Class RegulatedPurePursuitController

• Defined in File regulated_pure_pursuit_controller.hpp

Inheritance Relationships

Base Type

• public nav2_core::Controller

Class Documentation

class RegulatedPurePursuitController : public nav2_core::Controller

Regulated pure pursuit controller plugin.

Public Functions

RegulatedPurePursuitController() = default

Constructor for nav2_regulated_pure_pursuit_controller::RegulatedPurePursuitController.

~RegulatedPurePursuitController() override = default

Destrructor for nav2_regulated_pure_pursuit_controller::RegulatedPurePursuitController.

void configure(const rclcpp_lifecycle::LifecycleNode::WeakPtr &parent, std::string name, std::shared_ptr<tf2_ros::Buffer> tf, std::shared_ptr<nav2_costmap_2d::Costmap2DROS> costmap_ros) override

Configure controller state machine.

Parameters:

• parent – WeakPtr to node

• name – Name of plugin

• tf – TF buffer

• costmap_ros – Costmap2DROS object of environment

void cleanup() override

Cleanup controller state machine.

void activate() override

Activate controller state machine.

void deactivate() override

Deactivate controller state machine.

geometry_msgs::msg::TwistStamped computeVelocityCommands(const geometry_msgs::msg::PoseStamped &pose, const geometry_msgs::msg::Twist &velocity, nav2_core::GoalChecker*) override

Compute the best command given the current pose and velocity, with possible debug information.

Same as above computeVelocityCommands, but with debug results.
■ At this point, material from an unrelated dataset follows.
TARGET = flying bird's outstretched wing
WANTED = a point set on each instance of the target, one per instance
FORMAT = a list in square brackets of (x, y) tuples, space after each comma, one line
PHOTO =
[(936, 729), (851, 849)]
If the results pointer is not null, additional information about the twists evaluated will be in results after the call.

Parameters:

• pose – Current robot pose

• velocity – Current robot velocity

• goal_checker – Ptr to the goal checker for this task in case useful in computing commands

Returns:

Best command

void setPlan(const nav_msgs::msg::Path &path) override

nav2_core setPlan - Sets the global plan

Parameters:

path – The global plan

void setSpeedLimit(const double &speed_limit, const bool &percentage) override

Limits the maximum linear speed of the robot.

Parameters:

• speed_limit – expressed in absolute value (in m/s) or in percentage from maximum robot speed.

• percentage – Setting speed limit in percentage if true or in absolute values in false case.

Protected Functions

nav_msgs::msg::Path transformGlobalPlan(const geometry_msgs::msg::PoseStamped &pose)
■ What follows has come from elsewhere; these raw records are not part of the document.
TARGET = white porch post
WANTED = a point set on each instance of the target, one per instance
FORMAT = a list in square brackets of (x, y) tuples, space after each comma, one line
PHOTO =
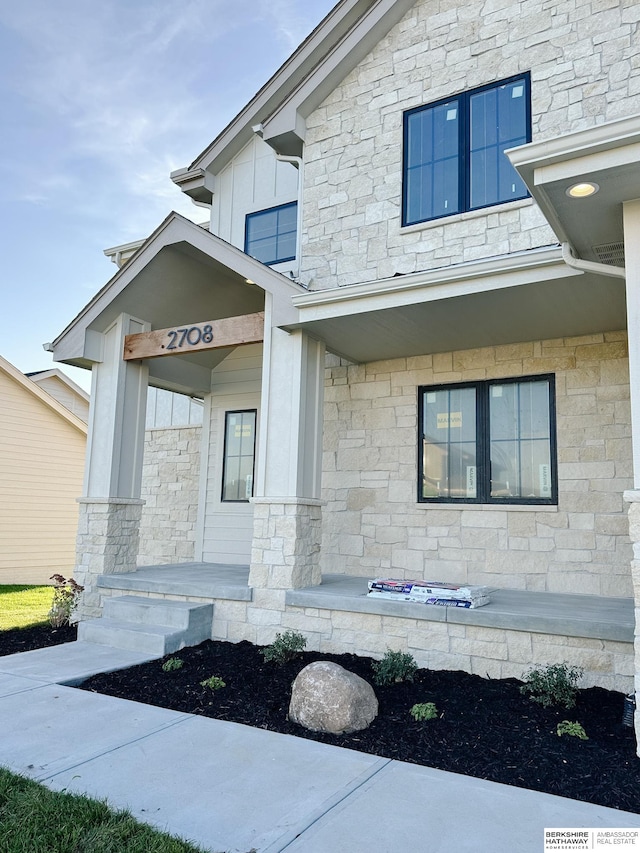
[(110, 510), (287, 507), (631, 216)]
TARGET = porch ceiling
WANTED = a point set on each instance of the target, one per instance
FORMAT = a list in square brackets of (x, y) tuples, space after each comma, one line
[(608, 155), (415, 315), (180, 276)]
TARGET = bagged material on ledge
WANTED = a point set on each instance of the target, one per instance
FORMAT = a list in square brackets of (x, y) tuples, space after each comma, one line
[(429, 592)]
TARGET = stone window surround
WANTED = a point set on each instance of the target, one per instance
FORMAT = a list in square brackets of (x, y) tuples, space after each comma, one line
[(500, 207)]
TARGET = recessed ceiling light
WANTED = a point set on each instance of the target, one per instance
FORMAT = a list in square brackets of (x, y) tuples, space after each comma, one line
[(583, 189)]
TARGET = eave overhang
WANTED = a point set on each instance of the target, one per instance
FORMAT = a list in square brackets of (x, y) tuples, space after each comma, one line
[(607, 155), (345, 36), (182, 274), (526, 296)]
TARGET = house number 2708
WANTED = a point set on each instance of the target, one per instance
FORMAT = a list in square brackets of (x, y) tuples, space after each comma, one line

Transforms global plan into same frame as pose and clips poses ineligible for lookaheadPoint Points ineligible to be selected as a lookahead point if they are any of the following:

• Outside the local_costmap (collision avoidance cannot be assured)

Parameters:

pose – pose to transform

Returns:

Path in new frame

bool transformPose(const std::string frame, const geometry_msgs::msg::PoseStamped &in_pose, geometry_msgs::msg::PoseStamped &out_pose) const

Transform a pose to another frame.

Parameters:

• frame – Frame ID to transform to

• in_pose – Pose input to transform

• out_pose – transformed output

Returns:

bool if successful

double getLookAheadDistance(const geometry_msgs::msg::Twist&)

Get lookahead distance.

Parameters:

cmd – the current speed to use to compute lookahead point

Returns:

lookahead distance

std::unique_ptr<geometry_msgs::msg::PointStamped> createCarrotMsg(const geometry_msgs::msg::PoseStamped &carrot_pose)

Creates a PointStamped message for visualization.

Parameters:

carrot_pose – Input carrot point as a PoseStamped

Returns:

CarrotMsg a carrot point marker, PointStamped

bool shouldRotateToPath(const geometry_msgs::msg::PoseStamped &carrot_pose, double &angle_to_path)

Whether robot should rotate to rough path heading.

Parameters:

• carrot_pose – current lookahead point

• angle_to_path – Angle of robot output relatie to carrot marker

Returns:

Whether should rotate to path heading

bool shouldRotateToGoalHeading(const geometry_msgs::msg::PoseStamped &carrot_pose)

Whether robot should rotate to final goal orientation.

Parameters:

carrot_pose – current lookahead point

Returns:

Whether should rotate to goal heading

void rotateToHeading(double &linear_vel, double &angular_vel, const double &angle_to_path, const geometry_msgs::msg::Twist &curr_speed)

Create a smooth and kinematically smoothed rotation command.

Parameters:

• linear_vel – linear velocity

• angular_vel – angular velocity

• angle_to_path – Angle of robot output relatie to carrot marker

• curr_speed – the current robot speed

bool isCollisionImminent(const geometry_msgs::msg::PoseStamped&, const double&, const double&, const double&)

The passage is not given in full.